Global pattern of earthquakes and seismic energy distributions: Insights for the mechanisms of plate tectonics

In this paper, we analyse the distributions of number of events (N) and seismic energy (E) on the Earth's surface and along its radius as obtained from the global declustered catalogue of large independent events (M ≥ 7.0), dissipating about 95% of the Earth's elastic budget. The latitude distribution of the seismic event density is almost symmetric with respect to the equator and the seismic energy flux distribution is bimodal; both have their medians near the equator so that they are equally distributed in the two hemispheres. This symmetry with respect to the equator suggests that the Earth's rotational dynamics contributes to modulate the long-term tectonic processes.The distributions of number and energy of earthquakes versus depth are not uniform as well: 76% of the total earthquakes dissipates about 60% of the total energy in the first ~ 50 km; only 6% of events dissipates about 20% of the total amount of energy in a narrow depth interval, at the lower boundary of the upper mantle (550-680 km). Therefore, only the remaining 20% of energy is released along most of the depth extent of subduction zones (50-550 km). Since the energetic release along slabs is a minor fraction of the total seismic budget, the role of the slab pull appears as ancillary, if any, in driving plate tectonics.
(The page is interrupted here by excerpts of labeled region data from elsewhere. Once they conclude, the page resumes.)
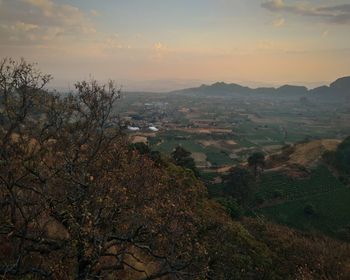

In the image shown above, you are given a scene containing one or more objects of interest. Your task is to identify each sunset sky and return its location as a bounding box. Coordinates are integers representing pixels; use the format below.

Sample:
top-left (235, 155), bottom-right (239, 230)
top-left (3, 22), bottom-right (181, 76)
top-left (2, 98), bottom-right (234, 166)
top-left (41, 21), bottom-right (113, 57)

top-left (0, 0), bottom-right (350, 91)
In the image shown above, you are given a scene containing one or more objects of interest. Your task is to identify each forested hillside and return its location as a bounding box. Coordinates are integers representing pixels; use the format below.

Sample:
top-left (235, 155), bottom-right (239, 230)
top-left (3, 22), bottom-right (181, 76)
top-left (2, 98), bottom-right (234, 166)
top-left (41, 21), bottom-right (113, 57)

top-left (0, 60), bottom-right (350, 279)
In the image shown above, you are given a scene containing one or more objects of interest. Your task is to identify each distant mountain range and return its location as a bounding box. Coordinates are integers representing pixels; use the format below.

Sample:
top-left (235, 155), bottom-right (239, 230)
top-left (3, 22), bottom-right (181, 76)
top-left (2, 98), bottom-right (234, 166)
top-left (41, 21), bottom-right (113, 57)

top-left (172, 76), bottom-right (350, 97)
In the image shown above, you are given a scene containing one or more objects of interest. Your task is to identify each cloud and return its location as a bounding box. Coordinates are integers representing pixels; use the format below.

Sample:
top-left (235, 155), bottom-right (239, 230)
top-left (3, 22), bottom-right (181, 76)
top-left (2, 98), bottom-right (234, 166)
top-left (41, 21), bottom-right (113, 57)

top-left (261, 0), bottom-right (350, 24)
top-left (0, 0), bottom-right (96, 45)
top-left (272, 17), bottom-right (286, 27)
top-left (321, 30), bottom-right (329, 38)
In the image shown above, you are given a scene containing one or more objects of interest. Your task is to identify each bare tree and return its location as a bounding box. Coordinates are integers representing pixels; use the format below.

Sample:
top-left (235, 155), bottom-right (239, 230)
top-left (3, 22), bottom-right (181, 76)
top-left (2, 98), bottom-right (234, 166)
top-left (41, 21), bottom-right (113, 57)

top-left (0, 59), bottom-right (202, 279)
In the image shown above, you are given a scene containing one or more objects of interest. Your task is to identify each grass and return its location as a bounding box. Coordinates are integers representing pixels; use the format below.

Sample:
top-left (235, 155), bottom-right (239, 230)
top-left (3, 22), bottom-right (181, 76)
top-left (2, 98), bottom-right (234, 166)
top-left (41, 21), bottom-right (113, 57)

top-left (257, 166), bottom-right (350, 236)
top-left (259, 188), bottom-right (350, 236)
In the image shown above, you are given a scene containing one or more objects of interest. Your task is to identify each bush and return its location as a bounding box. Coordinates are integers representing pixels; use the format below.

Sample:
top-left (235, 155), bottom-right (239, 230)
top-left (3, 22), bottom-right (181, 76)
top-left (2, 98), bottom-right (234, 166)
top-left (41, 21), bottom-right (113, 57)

top-left (304, 204), bottom-right (316, 216)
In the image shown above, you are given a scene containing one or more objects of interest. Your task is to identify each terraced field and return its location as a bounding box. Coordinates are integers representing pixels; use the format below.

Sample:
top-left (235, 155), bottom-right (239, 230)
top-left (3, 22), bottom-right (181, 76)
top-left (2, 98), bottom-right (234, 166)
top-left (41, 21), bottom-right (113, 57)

top-left (256, 166), bottom-right (350, 237)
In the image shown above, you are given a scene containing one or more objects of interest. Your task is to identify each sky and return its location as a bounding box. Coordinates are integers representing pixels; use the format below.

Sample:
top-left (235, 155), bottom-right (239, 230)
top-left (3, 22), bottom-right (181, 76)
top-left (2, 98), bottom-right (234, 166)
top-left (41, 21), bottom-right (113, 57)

top-left (0, 0), bottom-right (350, 91)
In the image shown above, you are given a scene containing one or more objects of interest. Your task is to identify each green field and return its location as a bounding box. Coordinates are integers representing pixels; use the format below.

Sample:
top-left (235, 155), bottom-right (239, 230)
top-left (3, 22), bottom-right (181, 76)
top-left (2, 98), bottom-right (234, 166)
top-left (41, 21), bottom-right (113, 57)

top-left (256, 166), bottom-right (350, 236)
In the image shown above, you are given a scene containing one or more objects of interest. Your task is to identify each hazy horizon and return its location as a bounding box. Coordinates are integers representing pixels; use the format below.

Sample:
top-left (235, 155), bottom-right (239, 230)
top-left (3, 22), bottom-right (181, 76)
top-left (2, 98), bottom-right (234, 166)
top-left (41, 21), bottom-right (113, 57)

top-left (0, 0), bottom-right (350, 91)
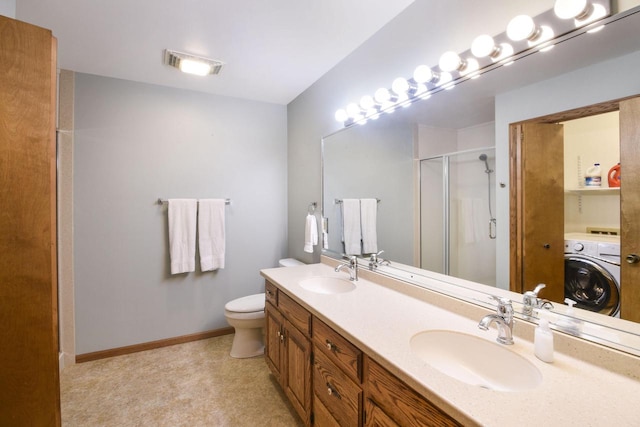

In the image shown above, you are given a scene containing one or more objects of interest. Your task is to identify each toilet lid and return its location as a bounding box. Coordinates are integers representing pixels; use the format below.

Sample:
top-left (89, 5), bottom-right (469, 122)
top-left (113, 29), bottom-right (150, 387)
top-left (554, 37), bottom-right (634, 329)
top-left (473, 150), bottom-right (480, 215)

top-left (224, 292), bottom-right (264, 313)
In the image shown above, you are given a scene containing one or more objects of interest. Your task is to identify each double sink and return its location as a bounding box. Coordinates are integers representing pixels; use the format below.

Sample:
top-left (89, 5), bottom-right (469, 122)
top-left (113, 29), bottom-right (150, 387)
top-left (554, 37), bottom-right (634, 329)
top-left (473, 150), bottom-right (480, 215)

top-left (299, 276), bottom-right (542, 392)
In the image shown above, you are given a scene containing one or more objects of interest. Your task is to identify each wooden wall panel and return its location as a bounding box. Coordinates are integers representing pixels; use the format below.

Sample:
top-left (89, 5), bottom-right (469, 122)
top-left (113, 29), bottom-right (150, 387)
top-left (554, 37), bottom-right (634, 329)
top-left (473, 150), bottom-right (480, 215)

top-left (0, 16), bottom-right (60, 426)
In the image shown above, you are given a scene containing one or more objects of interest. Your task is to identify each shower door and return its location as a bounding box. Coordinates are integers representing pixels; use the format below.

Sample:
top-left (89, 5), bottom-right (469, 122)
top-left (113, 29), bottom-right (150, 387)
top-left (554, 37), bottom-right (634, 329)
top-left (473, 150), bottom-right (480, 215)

top-left (420, 148), bottom-right (496, 286)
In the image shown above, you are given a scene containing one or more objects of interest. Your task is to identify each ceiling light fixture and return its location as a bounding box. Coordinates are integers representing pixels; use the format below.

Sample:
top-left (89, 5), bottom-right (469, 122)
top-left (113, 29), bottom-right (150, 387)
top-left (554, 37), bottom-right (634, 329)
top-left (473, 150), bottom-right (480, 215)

top-left (164, 49), bottom-right (224, 76)
top-left (335, 0), bottom-right (611, 127)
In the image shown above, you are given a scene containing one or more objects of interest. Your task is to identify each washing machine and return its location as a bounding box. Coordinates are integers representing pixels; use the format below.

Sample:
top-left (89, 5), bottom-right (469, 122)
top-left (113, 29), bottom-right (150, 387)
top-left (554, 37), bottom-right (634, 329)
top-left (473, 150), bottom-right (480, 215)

top-left (564, 233), bottom-right (620, 316)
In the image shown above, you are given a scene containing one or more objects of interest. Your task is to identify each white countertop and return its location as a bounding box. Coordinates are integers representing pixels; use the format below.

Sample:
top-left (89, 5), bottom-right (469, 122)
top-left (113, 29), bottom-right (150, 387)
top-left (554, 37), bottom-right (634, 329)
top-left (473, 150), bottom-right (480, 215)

top-left (261, 264), bottom-right (640, 427)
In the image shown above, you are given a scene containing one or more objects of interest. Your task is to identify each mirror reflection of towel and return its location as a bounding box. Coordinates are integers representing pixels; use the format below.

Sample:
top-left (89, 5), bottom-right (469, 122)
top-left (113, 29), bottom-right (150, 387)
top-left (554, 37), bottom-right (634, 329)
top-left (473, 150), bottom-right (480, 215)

top-left (304, 214), bottom-right (318, 254)
top-left (360, 199), bottom-right (378, 254)
top-left (342, 199), bottom-right (362, 255)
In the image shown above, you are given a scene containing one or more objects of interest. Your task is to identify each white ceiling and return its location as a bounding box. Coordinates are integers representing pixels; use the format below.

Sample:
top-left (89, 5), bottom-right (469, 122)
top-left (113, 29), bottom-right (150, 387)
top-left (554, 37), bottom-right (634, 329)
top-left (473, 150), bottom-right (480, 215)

top-left (16, 0), bottom-right (413, 104)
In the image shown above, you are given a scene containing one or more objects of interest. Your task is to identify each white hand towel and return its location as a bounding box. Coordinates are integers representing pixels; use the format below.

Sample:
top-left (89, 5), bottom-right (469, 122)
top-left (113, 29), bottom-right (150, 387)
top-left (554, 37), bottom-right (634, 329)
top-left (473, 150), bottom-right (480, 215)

top-left (304, 214), bottom-right (318, 254)
top-left (360, 199), bottom-right (378, 254)
top-left (342, 199), bottom-right (362, 255)
top-left (168, 199), bottom-right (198, 274)
top-left (198, 199), bottom-right (226, 271)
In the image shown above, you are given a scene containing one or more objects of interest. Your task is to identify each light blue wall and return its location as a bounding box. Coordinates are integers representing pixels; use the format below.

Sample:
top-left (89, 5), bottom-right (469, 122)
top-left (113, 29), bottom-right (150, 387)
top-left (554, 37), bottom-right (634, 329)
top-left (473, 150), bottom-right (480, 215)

top-left (0, 0), bottom-right (16, 18)
top-left (495, 51), bottom-right (640, 289)
top-left (287, 0), bottom-right (554, 262)
top-left (74, 74), bottom-right (287, 354)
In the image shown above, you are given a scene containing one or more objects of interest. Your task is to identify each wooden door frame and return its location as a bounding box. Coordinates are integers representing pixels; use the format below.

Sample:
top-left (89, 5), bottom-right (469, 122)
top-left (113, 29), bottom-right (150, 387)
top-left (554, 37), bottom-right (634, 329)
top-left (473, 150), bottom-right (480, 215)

top-left (509, 96), bottom-right (624, 293)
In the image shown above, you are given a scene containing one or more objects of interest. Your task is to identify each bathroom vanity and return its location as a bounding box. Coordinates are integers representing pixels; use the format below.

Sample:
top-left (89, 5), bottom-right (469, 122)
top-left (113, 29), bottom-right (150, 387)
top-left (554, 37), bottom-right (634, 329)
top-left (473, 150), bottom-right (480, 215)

Moreover the concentration of seismic release in the not yet subducted lithosphere suggests that the force moving the plates acts on the uppermost lithosphere and contemporaneously all over the Earth's outer shell, again supporting a rotational/tidal modulation.

► The Earth's surface and depth distributions of large independent earthquakes M ≥ 7.0 (N) and seismic energy (E) are analyzed. ► Latitude distributions of N and E have medians near the equator, being almost equally distributed in the two hemispheres. ► More than 60% of the energy is delivered in the shallow part of the lithosphere. ► Only 6% of events dissipates about 20% of the energy in a narrow depth interval at the lower boundary of the upper mantle. ► These data support a contribution of the Earth's rotational dynamics in driving plate tectonics.